Hay razones institucionales para explicar por qué en Francia una sola fuerza y un solo candidato defienden el consenso europeísta, atlantista y liberal, y no existe ya una alternativa moderada. La actual V República debilita el parlamentarismo y el juego de pactos y alianzas entre partidos, y concentra todos los poderes en el jefe del Estado. El sistema electoral mayoritario a dos vueltas tiene un efecto perverso. Debido a que en todas las elecciones, desde las locales hasta las nacionales, en la segunda vuelta la mayoría de votos suelen unirse contra la extrema derecha, un partido como Reagrupamiento Nacional de Le Pen, que en las presidenciales de 2017 ya recibió más de 10 millones de votos, apenas gobierna hoy una decena de los 36.000 municipios y ni siquiera tiene un grupo parlamentario en la Asamblea Nacional. Esta anomalía deja sin representación a cerca de un tercio del electorado.

El voto del día 10 expone una fractura múltiple. Es una fractura identitaria: los franceses originarios de la inmigración votaron a Mélenchon; quienes temen por el futuro de la identidad francesa, a Le Pen o su competidor en la extrema derecha en la primera vuelta, Éric Zemmour. La fractura es territorial, también: el voto urbano para Mélenchon y Macron; el de la Francia rural y de provincias tiende a Le Pen, aunque Macron avanza en las zonas más prósperas. Existe asimismo una fractura de clase: el presidente recibe el apoyo de los franceses con mayores ingresos y nivel educativo; la candidata de la extrema derecha, de los obreros y empleados y los ciudadanos con menos estudios. Y la demografía fractura: los jóvenes votan a Mélenchon; los jubilados, la generación del baby boom, a Macron.

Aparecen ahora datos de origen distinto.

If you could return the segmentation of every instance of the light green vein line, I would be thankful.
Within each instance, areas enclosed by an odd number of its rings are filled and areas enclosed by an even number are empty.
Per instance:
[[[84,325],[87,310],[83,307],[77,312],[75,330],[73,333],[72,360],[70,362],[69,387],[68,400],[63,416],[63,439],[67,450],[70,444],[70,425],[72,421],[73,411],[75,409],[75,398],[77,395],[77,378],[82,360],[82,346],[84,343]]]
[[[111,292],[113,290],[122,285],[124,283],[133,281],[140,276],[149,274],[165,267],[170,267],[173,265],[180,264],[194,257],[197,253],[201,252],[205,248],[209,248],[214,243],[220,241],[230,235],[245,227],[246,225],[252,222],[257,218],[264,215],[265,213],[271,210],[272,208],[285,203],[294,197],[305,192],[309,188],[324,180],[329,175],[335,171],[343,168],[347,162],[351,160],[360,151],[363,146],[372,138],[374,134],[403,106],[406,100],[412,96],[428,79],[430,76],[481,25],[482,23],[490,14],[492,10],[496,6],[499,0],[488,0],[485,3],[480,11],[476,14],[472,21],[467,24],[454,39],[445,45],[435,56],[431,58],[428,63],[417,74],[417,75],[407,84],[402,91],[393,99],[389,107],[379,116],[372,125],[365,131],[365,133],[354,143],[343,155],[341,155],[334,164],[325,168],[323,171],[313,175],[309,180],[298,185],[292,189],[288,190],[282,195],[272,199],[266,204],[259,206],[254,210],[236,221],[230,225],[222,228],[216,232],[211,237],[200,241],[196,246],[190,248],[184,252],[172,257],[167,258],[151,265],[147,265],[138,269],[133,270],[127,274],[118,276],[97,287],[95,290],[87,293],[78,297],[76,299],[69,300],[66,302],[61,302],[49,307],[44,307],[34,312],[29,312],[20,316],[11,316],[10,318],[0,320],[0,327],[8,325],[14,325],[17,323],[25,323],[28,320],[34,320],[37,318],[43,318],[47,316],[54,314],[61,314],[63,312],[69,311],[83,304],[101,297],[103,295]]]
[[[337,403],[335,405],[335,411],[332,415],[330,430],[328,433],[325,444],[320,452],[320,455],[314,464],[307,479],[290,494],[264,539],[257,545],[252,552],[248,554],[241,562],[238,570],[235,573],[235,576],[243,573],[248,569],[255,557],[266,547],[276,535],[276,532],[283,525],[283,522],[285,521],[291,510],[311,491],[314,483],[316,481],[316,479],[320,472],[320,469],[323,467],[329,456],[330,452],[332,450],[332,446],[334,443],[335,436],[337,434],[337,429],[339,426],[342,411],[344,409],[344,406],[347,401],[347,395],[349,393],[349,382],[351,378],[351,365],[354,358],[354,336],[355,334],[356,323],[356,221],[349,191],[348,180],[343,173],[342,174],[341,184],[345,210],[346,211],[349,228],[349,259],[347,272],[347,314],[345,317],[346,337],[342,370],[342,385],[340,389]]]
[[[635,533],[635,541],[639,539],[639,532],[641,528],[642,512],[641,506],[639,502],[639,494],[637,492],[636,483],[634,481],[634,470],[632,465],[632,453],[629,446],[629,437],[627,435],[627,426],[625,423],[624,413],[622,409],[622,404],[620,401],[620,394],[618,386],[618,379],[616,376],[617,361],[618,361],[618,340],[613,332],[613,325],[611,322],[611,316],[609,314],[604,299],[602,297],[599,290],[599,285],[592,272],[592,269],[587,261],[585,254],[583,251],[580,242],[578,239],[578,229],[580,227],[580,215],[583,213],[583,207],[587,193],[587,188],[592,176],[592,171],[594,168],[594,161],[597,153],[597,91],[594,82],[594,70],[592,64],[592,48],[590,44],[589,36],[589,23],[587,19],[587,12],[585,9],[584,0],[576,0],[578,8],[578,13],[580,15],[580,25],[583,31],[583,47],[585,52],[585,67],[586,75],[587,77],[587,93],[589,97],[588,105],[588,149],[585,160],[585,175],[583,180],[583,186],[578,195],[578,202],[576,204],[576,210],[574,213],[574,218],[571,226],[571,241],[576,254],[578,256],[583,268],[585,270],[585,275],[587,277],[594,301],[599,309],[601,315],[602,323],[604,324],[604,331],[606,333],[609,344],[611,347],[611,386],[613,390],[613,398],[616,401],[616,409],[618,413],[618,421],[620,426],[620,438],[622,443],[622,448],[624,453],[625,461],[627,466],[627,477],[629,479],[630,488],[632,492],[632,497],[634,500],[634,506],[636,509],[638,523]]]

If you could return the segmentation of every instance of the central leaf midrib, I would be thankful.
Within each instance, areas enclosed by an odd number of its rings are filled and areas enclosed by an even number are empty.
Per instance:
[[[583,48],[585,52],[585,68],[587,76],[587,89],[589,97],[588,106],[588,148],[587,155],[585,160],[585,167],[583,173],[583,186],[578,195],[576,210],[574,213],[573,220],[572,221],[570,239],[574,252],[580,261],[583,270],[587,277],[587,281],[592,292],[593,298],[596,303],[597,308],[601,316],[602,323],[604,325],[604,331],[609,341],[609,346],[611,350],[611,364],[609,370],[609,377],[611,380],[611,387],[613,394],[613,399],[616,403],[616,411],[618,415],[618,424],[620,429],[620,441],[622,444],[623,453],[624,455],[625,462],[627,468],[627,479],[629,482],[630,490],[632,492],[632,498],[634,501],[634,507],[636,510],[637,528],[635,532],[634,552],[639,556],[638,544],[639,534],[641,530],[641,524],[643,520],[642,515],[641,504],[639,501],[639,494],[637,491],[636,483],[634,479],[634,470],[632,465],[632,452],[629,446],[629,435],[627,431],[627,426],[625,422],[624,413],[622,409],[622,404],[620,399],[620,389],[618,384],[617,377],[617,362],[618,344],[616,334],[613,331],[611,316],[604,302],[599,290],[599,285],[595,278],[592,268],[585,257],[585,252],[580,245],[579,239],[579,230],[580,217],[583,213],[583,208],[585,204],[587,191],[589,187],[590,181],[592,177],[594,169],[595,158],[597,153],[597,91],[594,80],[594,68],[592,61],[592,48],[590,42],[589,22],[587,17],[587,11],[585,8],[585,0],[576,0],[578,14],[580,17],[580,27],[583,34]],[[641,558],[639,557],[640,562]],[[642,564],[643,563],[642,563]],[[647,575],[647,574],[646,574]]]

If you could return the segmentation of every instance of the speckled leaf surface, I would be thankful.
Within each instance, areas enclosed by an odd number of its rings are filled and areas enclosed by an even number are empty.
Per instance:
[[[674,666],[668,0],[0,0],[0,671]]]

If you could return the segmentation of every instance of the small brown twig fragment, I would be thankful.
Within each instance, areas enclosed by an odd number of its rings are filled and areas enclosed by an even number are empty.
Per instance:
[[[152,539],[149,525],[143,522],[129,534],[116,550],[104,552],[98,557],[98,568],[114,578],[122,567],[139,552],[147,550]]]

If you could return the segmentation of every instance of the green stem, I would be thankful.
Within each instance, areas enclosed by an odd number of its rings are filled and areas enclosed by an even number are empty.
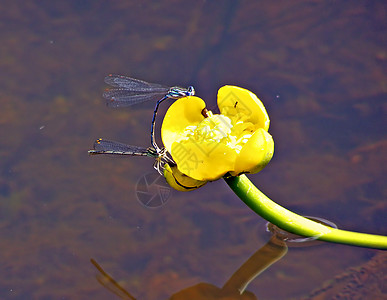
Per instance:
[[[248,207],[283,230],[302,236],[317,237],[318,240],[326,242],[387,249],[387,236],[331,228],[283,208],[258,190],[245,175],[228,177],[225,181]]]

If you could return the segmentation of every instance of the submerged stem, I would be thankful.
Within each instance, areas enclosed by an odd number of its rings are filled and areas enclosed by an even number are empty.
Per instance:
[[[287,210],[269,199],[245,175],[224,179],[248,207],[283,230],[326,242],[387,249],[387,236],[331,228]]]

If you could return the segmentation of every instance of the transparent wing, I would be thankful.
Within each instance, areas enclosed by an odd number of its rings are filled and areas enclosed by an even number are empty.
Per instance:
[[[105,82],[111,86],[124,88],[137,92],[165,92],[169,90],[169,87],[163,86],[157,83],[150,83],[143,80],[110,74],[105,77]]]
[[[94,150],[89,150],[89,154],[149,156],[149,150],[147,148],[103,139],[96,140],[93,148]]]

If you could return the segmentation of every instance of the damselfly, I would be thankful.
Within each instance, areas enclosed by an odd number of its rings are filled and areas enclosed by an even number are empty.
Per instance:
[[[98,139],[94,142],[93,150],[88,151],[91,155],[110,154],[110,155],[131,155],[131,156],[148,156],[155,158],[153,167],[163,175],[165,163],[173,163],[173,160],[167,155],[165,148],[143,148],[138,146],[126,145],[119,142]]]
[[[103,93],[103,97],[108,100],[107,105],[111,107],[132,106],[148,100],[157,100],[153,111],[151,125],[151,144],[154,149],[158,146],[155,141],[155,123],[157,110],[161,102],[165,99],[178,99],[186,96],[193,96],[195,90],[193,86],[181,88],[178,86],[167,87],[157,83],[149,83],[139,79],[134,79],[122,75],[113,75],[105,77],[105,82],[116,89],[109,89]]]

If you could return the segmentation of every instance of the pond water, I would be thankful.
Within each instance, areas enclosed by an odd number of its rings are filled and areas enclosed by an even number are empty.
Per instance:
[[[2,6],[1,299],[113,299],[91,259],[137,299],[222,287],[270,238],[222,180],[181,193],[151,158],[88,156],[100,137],[149,146],[154,103],[107,108],[109,73],[193,85],[209,108],[222,85],[253,91],[270,115],[275,155],[249,178],[299,214],[387,233],[385,1]],[[162,201],[144,205],[144,192]],[[259,299],[314,297],[381,253],[289,248],[247,289]]]

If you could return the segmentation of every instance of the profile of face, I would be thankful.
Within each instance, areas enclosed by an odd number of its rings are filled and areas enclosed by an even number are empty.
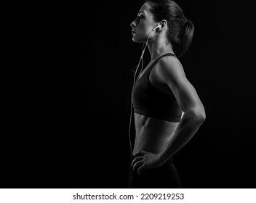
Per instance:
[[[145,3],[141,7],[137,17],[130,24],[134,42],[145,43],[149,33],[157,25],[157,22],[153,20],[153,14],[149,11],[149,7],[148,3]],[[151,37],[153,36],[153,33],[151,33]]]

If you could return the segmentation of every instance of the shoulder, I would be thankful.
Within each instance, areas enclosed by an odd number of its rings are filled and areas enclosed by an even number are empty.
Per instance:
[[[175,57],[166,56],[161,58],[156,67],[156,74],[165,83],[175,83],[185,79],[183,67]]]

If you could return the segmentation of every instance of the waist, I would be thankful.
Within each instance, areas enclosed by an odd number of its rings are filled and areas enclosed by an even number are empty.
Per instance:
[[[131,162],[132,162],[132,160],[137,157],[138,156],[135,156],[132,154],[131,157]],[[166,162],[173,162],[173,157],[169,158]]]
[[[133,154],[140,150],[158,154],[171,139],[178,123],[161,120],[135,113],[135,140]]]

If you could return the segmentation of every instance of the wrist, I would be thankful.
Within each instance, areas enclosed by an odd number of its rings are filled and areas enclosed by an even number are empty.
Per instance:
[[[168,159],[164,158],[164,154],[163,152],[160,152],[159,154],[157,154],[157,162],[159,166],[161,166],[163,164],[165,163],[165,162]]]

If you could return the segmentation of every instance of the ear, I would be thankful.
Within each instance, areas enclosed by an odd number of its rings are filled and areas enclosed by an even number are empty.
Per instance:
[[[160,25],[161,25],[161,28],[160,30],[164,30],[165,28],[167,28],[167,21],[166,20],[162,20],[160,22]]]

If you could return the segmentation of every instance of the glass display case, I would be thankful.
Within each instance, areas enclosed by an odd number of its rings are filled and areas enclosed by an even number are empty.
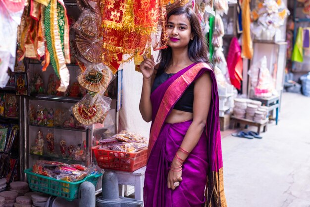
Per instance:
[[[59,92],[52,66],[42,72],[38,63],[28,62],[26,66],[30,95],[24,98],[24,168],[42,159],[89,165],[92,127],[86,129],[70,112],[86,93],[76,80],[79,67],[67,66],[70,84],[66,92]]]
[[[111,109],[103,123],[85,127],[72,115],[70,108],[87,93],[77,81],[78,66],[67,65],[70,84],[67,91],[55,88],[57,78],[50,66],[46,71],[41,65],[26,64],[30,96],[23,98],[24,117],[24,169],[37,160],[58,161],[86,166],[93,164],[91,147],[100,138],[117,131],[118,78],[109,84],[104,95],[112,99]]]

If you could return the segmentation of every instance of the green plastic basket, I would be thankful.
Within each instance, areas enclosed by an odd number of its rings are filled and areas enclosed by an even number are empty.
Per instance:
[[[32,168],[26,169],[24,172],[27,175],[29,188],[33,191],[44,193],[68,201],[78,198],[79,187],[84,181],[90,182],[96,187],[98,178],[103,174],[89,175],[83,180],[71,182],[39,175],[32,172]]]

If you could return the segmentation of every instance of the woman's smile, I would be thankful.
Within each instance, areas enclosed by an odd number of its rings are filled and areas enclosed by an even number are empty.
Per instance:
[[[175,38],[174,37],[169,37],[169,39],[172,42],[177,42],[177,41],[180,40],[178,38]]]

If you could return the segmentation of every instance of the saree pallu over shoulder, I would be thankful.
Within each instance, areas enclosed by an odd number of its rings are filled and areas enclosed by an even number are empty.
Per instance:
[[[174,105],[186,88],[205,72],[209,72],[212,80],[211,97],[206,127],[207,138],[207,149],[209,171],[207,177],[205,192],[206,207],[226,207],[223,181],[223,162],[219,131],[218,94],[215,76],[207,63],[193,64],[181,70],[167,80],[151,94],[152,124],[151,128],[148,157],[165,120]]]

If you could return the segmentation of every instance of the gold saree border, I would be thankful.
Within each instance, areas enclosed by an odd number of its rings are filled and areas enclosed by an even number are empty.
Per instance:
[[[174,80],[166,90],[163,97],[167,97],[167,98],[163,98],[160,103],[156,118],[151,130],[148,158],[150,156],[152,149],[159,135],[164,121],[172,105],[179,97],[180,94],[183,93],[187,85],[194,80],[198,72],[203,68],[208,69],[210,71],[213,72],[207,64],[199,63],[193,66]]]

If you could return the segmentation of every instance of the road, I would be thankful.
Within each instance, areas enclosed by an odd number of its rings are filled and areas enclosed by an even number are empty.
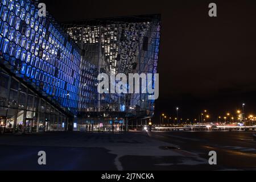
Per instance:
[[[243,131],[2,135],[0,170],[256,170],[255,144]],[[46,165],[38,163],[39,151]],[[217,165],[208,163],[210,151]]]

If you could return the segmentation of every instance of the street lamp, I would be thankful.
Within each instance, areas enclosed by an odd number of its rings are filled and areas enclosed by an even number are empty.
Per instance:
[[[245,104],[243,103],[242,106],[243,106],[243,113],[242,114],[242,120],[243,121],[243,124],[244,124],[245,126],[246,126],[245,119],[244,119],[245,118]]]
[[[226,117],[224,117],[224,119],[225,119],[225,123],[226,123]]]

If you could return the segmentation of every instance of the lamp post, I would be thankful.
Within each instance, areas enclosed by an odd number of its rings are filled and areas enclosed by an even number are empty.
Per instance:
[[[243,113],[242,114],[242,120],[243,121],[243,124],[245,125],[245,126],[246,126],[246,121],[245,121],[245,104],[243,103],[243,104],[242,105],[243,106]]]
[[[162,114],[162,118],[163,118],[164,117],[164,114]],[[161,125],[161,115],[160,115],[160,117],[159,117],[159,122],[160,122],[160,125]]]
[[[179,124],[179,107],[176,107],[176,110],[177,111],[177,123]]]

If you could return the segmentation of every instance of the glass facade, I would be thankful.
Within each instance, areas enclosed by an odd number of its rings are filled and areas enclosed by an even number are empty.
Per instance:
[[[1,63],[66,111],[76,114],[80,49],[68,40],[53,18],[39,17],[38,13],[30,1],[1,1]]]
[[[97,77],[156,73],[158,15],[63,27],[37,3],[0,0],[1,132],[122,131],[127,118],[154,115],[147,93],[100,94]]]
[[[0,68],[1,133],[64,131],[67,117]]]

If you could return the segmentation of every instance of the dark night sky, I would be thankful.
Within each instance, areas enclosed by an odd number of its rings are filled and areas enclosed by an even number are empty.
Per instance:
[[[167,2],[168,1],[168,2]],[[212,118],[256,109],[255,1],[39,1],[59,22],[161,14],[159,112]],[[208,16],[210,2],[217,17]]]

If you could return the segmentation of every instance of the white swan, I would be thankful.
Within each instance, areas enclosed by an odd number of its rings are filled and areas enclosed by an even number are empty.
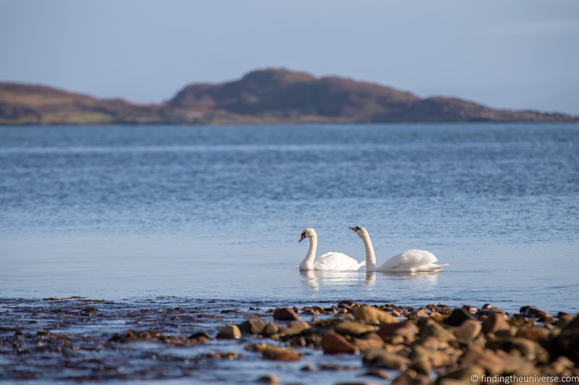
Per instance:
[[[302,231],[302,238],[298,243],[305,238],[310,238],[310,248],[307,254],[299,264],[300,270],[358,270],[366,264],[366,261],[358,262],[351,257],[342,253],[326,253],[316,258],[316,249],[318,246],[318,236],[313,228]]]
[[[364,241],[366,249],[366,269],[368,271],[427,272],[439,271],[450,264],[437,265],[438,260],[430,251],[423,250],[407,250],[404,253],[390,257],[380,266],[376,266],[376,256],[370,236],[364,227],[350,227]]]

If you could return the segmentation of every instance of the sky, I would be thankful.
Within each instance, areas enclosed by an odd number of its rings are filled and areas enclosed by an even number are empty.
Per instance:
[[[0,0],[0,81],[140,103],[285,67],[579,115],[576,0]]]

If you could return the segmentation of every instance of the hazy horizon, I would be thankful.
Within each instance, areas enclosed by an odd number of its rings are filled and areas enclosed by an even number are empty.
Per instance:
[[[579,3],[0,0],[0,81],[158,103],[283,67],[579,114]]]

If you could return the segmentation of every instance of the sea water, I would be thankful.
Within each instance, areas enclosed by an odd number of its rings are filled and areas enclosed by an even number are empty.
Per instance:
[[[0,127],[0,298],[579,309],[579,127]],[[300,272],[364,249],[438,273]],[[185,299],[184,299],[185,300]]]

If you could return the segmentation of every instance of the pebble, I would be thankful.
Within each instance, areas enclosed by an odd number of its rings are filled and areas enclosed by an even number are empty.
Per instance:
[[[284,308],[273,313],[273,319],[278,321],[299,321],[299,316],[293,309]]]
[[[356,310],[354,312],[354,318],[360,322],[373,325],[394,324],[400,322],[392,314],[366,304],[362,305]]]
[[[376,331],[378,327],[359,322],[343,322],[336,325],[334,330],[342,335],[358,335],[371,331]]]
[[[296,361],[303,357],[291,348],[281,346],[267,346],[262,351],[262,354],[264,358],[277,361]]]
[[[509,330],[511,327],[505,316],[499,313],[489,314],[482,323],[482,331],[485,333],[496,333],[499,330]]]
[[[264,384],[270,384],[271,385],[281,385],[281,380],[276,375],[268,375],[260,377],[256,382],[261,382]]]
[[[259,320],[248,320],[237,326],[242,334],[259,334],[269,324],[269,322]]]
[[[215,338],[232,338],[239,339],[241,338],[241,332],[237,325],[226,325],[221,328]]]
[[[444,320],[444,323],[452,326],[459,326],[464,321],[471,319],[472,314],[470,311],[465,309],[464,307],[460,309],[455,309],[452,310],[452,313],[448,316],[448,318]]]
[[[325,354],[349,353],[358,354],[360,349],[335,332],[329,332],[322,337],[322,349]]]

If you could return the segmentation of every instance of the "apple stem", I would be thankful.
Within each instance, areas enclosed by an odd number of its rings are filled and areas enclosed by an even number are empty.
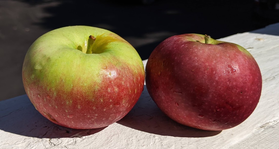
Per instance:
[[[92,48],[93,47],[93,44],[95,43],[95,41],[96,40],[96,38],[90,35],[88,38],[88,42],[87,42],[87,48],[86,50],[86,54],[92,53]]]
[[[205,43],[208,43],[210,38],[210,36],[205,34]]]

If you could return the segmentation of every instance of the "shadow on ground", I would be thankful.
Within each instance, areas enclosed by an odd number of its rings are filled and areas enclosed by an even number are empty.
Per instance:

A estas fracturas se suma otra más subjetiva y menos cuantificable, pero que explica el peso del voto antisistema en un país con una economía en crecimiento, cifras de paro que se acercan al pleno empleo, una inflación menor que en otros países del entorno y un Estado protector robustecido por la política de ayudas durante la pandemia. Se ha abierto una falla entre la Francia optimista y la pesimista que ve cómo se cierran las expectativas para sus hijos; entre el país de quienes creen que les van bien las cosas y el de quienes no llegan a fin de mes. El de los que se sienten integrados y los que se sienten despreciados por las élites y por Macron. Sería un error considerar que estos fenómenos resultan exclusivos de Francia. Las grietas identitarias, territoriales, de clase y demográficas recorren las sociedades occidentales. Francia, donde la extrema derecha vuelve a estar a las puertas del poder, ha dado la alerta. Los demócratas europeos deberían tomar nota antes de que sea tarde.